The Chinese embassy in Washington didn't respond to a request
for comment.
The Commerce Department will have 45 days to decide whether to
open an investigation. Under rules designed to prevent such a
tariff-evading practice, known as circumvention, the department
could expand tariffs on metal that originates in China and comes
into the U.S. from Vietnam.
The Commerce Department said it couldn't comment on cases yet to
be filed.
Lawyers for the steel producers in the U.S. began hearing
reports of Chinese competitors routing metal shipments through
Vietnam "soon after" they filed a request for tariffs on
corrosion-resistant steel, Mr. Rosenthal said.

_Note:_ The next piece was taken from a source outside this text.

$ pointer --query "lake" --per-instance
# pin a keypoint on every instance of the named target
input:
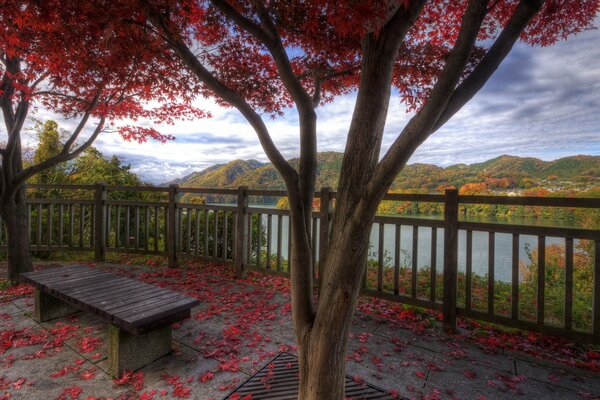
(503, 244)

"With all the new tariffs, you're going to see more attempts at
circumvention," he said. "And we're going to be very vigilant about
addressing them." China, he added, is "not the only country
attempting to circumvent."
Independent trade data appear to lend credence to the steelmaker
claims. In the first six months of 2016, shipments of steel from
Vietnam to the U.S. increased to 312,329 tons, from 25,756 tons.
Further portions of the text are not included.